Following a public hearing on Thursday (March 24), council signalled it’ll likely greenlight the 137-unit rental development planned for the corner of Menzies and Niagara streets.
A final vote on the proposal was delayed so the city and developer Primex Investments could prepare a legal agreement giving some tenants the right to return at 20 per cent below market rent.
The move is in response to concerns about tenants of the existing apartments, highlighted at previous meetings and the public hearing, during which a resident of one of the Niagara Street homes slated for redevelopment said his family would become homeless if they have to move.

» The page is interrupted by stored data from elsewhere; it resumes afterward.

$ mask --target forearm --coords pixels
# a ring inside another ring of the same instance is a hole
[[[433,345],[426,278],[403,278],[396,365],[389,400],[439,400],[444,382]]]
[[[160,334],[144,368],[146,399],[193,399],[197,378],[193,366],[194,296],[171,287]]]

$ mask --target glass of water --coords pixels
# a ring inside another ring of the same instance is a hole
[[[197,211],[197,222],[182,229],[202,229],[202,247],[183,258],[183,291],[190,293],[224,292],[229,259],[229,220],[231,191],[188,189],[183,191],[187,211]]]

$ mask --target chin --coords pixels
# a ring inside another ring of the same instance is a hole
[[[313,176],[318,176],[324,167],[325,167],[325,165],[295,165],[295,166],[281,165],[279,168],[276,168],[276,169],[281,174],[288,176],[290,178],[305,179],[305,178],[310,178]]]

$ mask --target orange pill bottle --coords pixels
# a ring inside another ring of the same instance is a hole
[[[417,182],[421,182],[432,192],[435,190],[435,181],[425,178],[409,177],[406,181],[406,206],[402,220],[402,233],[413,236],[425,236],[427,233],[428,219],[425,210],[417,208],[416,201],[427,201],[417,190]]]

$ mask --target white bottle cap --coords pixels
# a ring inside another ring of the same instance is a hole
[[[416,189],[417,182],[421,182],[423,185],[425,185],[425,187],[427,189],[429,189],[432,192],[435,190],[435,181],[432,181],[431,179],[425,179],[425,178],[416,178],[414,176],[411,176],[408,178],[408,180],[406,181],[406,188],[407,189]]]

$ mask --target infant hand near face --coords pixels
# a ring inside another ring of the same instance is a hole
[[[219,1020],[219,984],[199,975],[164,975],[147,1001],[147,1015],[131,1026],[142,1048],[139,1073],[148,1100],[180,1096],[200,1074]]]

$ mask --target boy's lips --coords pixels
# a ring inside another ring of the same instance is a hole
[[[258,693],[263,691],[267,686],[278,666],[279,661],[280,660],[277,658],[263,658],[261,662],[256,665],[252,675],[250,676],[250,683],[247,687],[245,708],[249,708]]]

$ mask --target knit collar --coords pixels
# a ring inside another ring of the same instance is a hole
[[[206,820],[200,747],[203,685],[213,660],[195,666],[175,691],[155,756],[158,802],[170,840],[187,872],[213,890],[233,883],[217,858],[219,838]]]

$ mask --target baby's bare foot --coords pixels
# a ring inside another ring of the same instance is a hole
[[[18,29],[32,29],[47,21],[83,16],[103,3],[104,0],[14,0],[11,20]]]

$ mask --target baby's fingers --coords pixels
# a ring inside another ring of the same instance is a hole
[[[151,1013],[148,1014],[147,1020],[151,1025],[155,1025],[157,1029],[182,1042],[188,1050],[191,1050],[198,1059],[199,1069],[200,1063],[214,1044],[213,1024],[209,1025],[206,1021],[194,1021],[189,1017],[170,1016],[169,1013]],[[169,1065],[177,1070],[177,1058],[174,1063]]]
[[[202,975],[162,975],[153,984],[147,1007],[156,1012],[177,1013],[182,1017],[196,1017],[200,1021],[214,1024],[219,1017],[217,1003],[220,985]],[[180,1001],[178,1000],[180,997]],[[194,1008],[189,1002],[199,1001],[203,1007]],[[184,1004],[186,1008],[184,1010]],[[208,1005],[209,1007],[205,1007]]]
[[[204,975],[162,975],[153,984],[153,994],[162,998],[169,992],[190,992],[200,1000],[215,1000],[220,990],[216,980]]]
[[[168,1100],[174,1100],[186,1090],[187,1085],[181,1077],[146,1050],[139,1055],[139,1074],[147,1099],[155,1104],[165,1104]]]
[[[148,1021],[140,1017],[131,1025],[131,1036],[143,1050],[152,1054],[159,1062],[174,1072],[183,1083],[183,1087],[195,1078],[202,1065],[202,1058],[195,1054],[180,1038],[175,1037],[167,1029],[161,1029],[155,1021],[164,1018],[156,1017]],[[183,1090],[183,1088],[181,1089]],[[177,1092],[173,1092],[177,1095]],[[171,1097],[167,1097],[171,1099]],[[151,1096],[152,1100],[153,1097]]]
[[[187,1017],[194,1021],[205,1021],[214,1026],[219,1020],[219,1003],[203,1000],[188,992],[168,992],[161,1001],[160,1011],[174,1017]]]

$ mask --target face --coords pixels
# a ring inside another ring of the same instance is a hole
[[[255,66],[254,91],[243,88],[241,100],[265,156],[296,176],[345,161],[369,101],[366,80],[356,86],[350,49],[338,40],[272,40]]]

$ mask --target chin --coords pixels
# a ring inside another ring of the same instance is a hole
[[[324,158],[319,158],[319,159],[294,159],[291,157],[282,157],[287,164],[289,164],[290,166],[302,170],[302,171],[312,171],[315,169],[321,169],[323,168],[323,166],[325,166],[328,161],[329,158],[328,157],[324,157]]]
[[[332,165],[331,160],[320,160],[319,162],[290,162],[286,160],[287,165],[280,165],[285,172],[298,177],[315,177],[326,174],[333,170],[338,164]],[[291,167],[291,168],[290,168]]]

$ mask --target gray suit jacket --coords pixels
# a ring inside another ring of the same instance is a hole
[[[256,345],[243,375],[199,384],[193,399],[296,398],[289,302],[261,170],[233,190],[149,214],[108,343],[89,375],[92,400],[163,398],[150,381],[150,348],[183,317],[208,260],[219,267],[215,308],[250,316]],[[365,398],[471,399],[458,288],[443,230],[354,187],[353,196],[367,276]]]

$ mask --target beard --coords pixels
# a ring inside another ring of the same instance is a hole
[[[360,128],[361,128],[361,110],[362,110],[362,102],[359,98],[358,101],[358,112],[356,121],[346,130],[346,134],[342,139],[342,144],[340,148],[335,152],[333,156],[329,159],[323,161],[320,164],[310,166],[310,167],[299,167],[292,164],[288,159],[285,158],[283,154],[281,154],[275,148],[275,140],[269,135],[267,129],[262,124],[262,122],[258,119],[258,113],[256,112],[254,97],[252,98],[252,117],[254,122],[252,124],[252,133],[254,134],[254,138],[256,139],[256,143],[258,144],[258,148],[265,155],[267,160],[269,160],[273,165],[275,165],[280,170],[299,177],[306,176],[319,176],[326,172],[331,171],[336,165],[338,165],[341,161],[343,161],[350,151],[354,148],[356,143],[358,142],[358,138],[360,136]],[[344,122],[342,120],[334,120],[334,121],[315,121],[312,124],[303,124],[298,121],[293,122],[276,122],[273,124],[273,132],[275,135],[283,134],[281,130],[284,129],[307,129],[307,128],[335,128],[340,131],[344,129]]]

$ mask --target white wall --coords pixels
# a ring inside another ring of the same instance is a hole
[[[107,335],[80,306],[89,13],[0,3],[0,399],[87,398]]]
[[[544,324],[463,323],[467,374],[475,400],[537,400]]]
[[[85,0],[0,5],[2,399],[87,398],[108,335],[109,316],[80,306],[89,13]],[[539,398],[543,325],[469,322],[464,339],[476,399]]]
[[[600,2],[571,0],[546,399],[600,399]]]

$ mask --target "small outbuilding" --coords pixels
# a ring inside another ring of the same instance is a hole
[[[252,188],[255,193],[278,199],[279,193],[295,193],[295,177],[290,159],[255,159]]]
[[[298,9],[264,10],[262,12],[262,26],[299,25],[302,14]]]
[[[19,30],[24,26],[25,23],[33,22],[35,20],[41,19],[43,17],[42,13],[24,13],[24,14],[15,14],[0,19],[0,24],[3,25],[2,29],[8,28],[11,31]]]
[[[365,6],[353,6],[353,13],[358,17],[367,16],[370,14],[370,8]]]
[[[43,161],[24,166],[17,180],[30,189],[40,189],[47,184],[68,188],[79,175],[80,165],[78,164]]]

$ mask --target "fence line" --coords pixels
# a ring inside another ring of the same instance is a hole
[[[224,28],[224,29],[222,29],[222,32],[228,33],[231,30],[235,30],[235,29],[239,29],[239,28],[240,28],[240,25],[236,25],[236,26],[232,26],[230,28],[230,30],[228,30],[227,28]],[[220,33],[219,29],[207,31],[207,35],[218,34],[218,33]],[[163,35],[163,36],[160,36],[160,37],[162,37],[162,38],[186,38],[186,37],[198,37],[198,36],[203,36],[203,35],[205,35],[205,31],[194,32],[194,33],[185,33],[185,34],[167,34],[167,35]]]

Greg Mitchell, a Primex senior planner and development manager, said a relocation specialist has worked with the 45 tenants to help them find housing options, with 34 having moved out as of March 21. Primex has also paid just over $110,000 to 23 tenants who are eligible for the city’s assistance program and is working with 10 others to ink compensation agreements for about $7,000 each.
The plan envisions a net increase of 58 trees at the site. However, the public had concerns about the planned removal of six purple leaf plum trees, along Menzies Street, for construction of the underground parkade, plus widening the sidewalk and separating it from the road.
Four of the trees have a fungus that shows they’re decaying from the inside, parks staff said, and all are nearing the end of their natural life. Staff noted they try to replace flowering trees with the same species where appropriate. Other speakers at the hearing said not building in Victoria could lead to forests being clearcut for housing outside the city.
Of the 137 units, the market-rental proposal includes 89 one-bedrooms, 33 two-bedroom units and 14 three-bedrooms. The developer pitched the proposal as taking advantage of the strategic location, with recreation spots all around and a commercial hub on the same block. The design aims to match the neighbourhood character and keeping the building to four storeys along Menzies and Niagara streets was said to address height concerns.
The plan also calls for 95 vehicle stalls, 10 visitor spaces and 250 bike spots.
Still, some people were against the development’s parking impacts, density and the building not fitting the neighbourhood fabric. Other speakers were excited about new rentals in a central area, with several sharing stories of being young workers at risk of having to leave the city to find housing.